To see that this is a total order, we check first that it is transitive. If $A\lt_{lex}B\lt_{lex} C$, then the first difference between $A$ and $C$ must be in $C$, since either this occurs before the first difference between $A$ and $B$, in which case it is in $C$ and not in $B$ and hence in $C$ and not in $A$, or else it occurs at or after the first difference between $A$ and $B$, in which case it occurs exactly at this difference, which is in $C$ and not in $A$. The order it linear since any two sets do indeed have a least difference, since $\lt$ is a well-order.
You have to distinguish between two things:
- A set can be well-ordered.
- A set with a natural linear ordering is well-ordered with that natural ordering.
The axiom of choice implies that every set can be well-ordered. But of course not every set which has a natural linear order is well-ordered. You don't need to venture to the real numbers. Both $\Bbb Z$ and $\Bbb Q$ have a natural linear order which is most definitely not well-ordered.
The point is that given a set of real numbers, if it is well-ordered in the usual ordering of the real numbers, then it is countable. We can prove this by choosing a canonical rational point from each interval between a point and its successor. This choice of rational numbers is not using the axiom of choice, since we can always choose a canonical rational number from an interval (e.g., represent each rational as $\frac pq$ where $p,q\in\Bbb Z$, $p>0$ and $\gcd(p,q)=1$; then consider the rational with the smallest $p$ possible in the interval, and find the one with the denominator closest to $0$ (the positive if both options exist) that match this numerator).
And the main confusion people have with the well-ordering theorem, is that if $X$ is a set which has a natural linear ordering, then there is absolutely no reason for any well-ordering to agree with the natural linear ordering.
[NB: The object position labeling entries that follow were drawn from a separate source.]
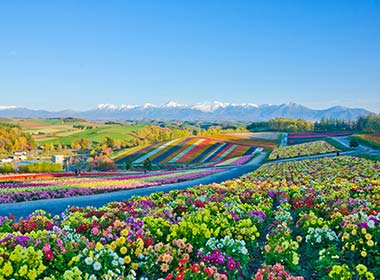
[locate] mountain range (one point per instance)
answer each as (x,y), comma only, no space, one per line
(210,111)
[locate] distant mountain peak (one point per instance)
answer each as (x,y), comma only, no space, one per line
(106,107)
(172,104)
(207,111)
(7,107)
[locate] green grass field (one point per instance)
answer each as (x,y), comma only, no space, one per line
(56,131)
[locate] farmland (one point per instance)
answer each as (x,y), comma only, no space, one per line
(49,187)
(194,150)
(305,149)
(312,219)
(59,131)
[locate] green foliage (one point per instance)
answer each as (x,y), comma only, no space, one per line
(102,163)
(282,124)
(370,123)
(336,144)
(7,168)
(334,125)
(40,167)
(353,143)
(14,139)
(147,164)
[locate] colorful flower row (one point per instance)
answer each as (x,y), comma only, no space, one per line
(190,150)
(314,219)
(305,149)
(67,187)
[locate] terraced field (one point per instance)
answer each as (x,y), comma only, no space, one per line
(193,150)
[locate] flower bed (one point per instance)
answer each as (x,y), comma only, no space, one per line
(11,192)
(305,149)
(315,219)
(301,137)
(191,150)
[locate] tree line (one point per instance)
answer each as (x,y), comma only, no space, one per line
(12,138)
(369,123)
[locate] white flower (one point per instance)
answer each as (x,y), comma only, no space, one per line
(371,224)
(97,266)
(88,260)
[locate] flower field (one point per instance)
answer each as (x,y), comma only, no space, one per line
(312,219)
(372,140)
(302,137)
(192,150)
(305,149)
(48,188)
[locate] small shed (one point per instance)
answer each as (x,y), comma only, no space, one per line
(58,159)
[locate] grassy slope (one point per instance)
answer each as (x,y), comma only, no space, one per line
(54,131)
(367,140)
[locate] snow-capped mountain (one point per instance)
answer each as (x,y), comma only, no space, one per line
(212,111)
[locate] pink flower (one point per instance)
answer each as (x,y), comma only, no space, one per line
(95,231)
(49,255)
(46,248)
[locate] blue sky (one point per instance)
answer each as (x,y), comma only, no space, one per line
(76,54)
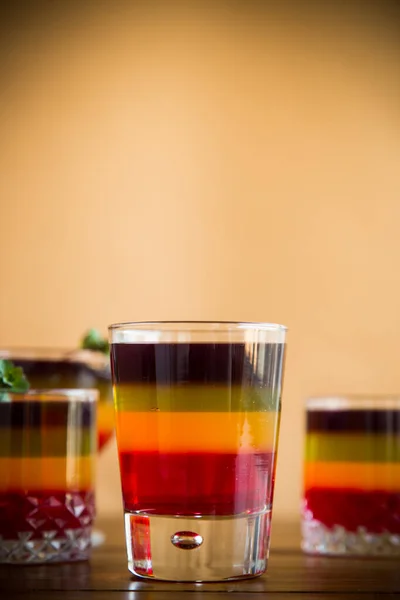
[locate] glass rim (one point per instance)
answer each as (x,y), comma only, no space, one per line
(55,395)
(203,325)
(352,401)
(42,353)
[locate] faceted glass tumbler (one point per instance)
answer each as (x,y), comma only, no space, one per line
(47,460)
(351,503)
(197,421)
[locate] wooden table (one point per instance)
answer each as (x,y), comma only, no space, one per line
(290,575)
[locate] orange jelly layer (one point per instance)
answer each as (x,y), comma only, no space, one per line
(58,473)
(170,432)
(352,475)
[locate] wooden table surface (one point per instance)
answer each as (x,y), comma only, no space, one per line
(290,575)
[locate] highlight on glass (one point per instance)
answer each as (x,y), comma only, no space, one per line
(47,475)
(197,421)
(351,503)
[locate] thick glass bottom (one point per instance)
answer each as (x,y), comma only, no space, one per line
(338,541)
(50,547)
(201,548)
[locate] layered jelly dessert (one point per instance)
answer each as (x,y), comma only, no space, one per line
(47,460)
(79,369)
(352,478)
(197,427)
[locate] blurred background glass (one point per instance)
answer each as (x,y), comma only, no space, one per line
(222,161)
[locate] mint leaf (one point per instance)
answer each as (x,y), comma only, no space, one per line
(12,378)
(93,340)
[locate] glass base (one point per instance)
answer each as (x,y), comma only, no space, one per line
(49,548)
(204,548)
(318,539)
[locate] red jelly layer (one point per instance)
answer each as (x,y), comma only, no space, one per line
(38,512)
(376,511)
(197,483)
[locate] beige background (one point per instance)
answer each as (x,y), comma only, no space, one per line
(167,163)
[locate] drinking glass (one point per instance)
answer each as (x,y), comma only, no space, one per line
(351,503)
(47,368)
(197,421)
(47,463)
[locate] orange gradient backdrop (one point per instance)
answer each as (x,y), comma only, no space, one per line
(165,163)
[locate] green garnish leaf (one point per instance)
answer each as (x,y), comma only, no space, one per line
(12,378)
(93,340)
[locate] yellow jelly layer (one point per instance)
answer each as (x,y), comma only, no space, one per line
(61,473)
(352,475)
(197,432)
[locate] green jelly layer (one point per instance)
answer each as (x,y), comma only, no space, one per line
(353,447)
(49,442)
(199,398)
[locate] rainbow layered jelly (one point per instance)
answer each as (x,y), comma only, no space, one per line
(197,426)
(79,369)
(47,460)
(352,480)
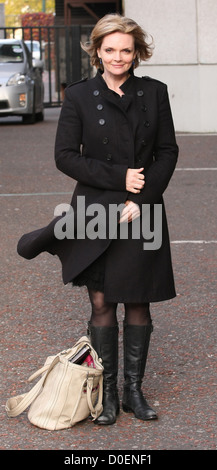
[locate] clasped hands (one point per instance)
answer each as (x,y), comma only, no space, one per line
(135,181)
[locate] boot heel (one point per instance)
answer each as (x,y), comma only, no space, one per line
(126,408)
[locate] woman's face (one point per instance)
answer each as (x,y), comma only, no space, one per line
(117,52)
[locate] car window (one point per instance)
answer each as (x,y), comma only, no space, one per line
(11,53)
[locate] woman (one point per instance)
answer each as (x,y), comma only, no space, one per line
(116,137)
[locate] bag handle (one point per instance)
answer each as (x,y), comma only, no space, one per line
(16,405)
(95,411)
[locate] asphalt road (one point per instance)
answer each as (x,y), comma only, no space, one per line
(40,316)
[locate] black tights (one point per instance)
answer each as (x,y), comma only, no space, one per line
(104,313)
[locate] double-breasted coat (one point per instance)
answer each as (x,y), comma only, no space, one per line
(99,136)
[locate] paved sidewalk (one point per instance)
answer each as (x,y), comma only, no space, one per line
(40,316)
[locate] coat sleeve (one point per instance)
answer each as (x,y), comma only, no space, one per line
(69,160)
(165,156)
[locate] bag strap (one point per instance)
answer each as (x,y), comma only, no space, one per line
(97,409)
(16,405)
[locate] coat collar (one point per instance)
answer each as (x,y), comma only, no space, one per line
(122,102)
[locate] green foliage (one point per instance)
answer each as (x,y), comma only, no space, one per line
(15,8)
Much like how we can define well-orderings of $\Bbb N$ which disagree with the usual ordering, or how we can define a well-ordering of the rational numbers which certainly disagrees with their natural order.
(What is true, as you mention, is that we cannot specifically define a set of real numbers in the language of set theory such that $\sf ZF$ proves that this set is both uncountable and can be well-ordered. Namely, it is consistent with the failure of the axiom of choice that only countable sets of real numbers can be well-ordered.)
Best Answer
There can't be. If $S\subseteq \Bbb R$ is well-ordered by the usual ordering, for every element $s_{\alpha}\in S$ that has an immediate successor $s_{\alpha+1}\in S$ (every element of $S$ except the greatest element if there is one), the set of rationals $Q_{\alpha}$ between the element and its successor is nonempty: $(s_{\alpha}, s_{\alpha+1}) \cap \Bbb Q \ne \emptyset$, and the $Q_{\alpha}$ are disjoint. If $S$ were uncountable, then $\bigcup_{\alpha < length(S)} Q_{\alpha}$ would also be uncountable — impossible, as it's a subset of $\Bbb Q$.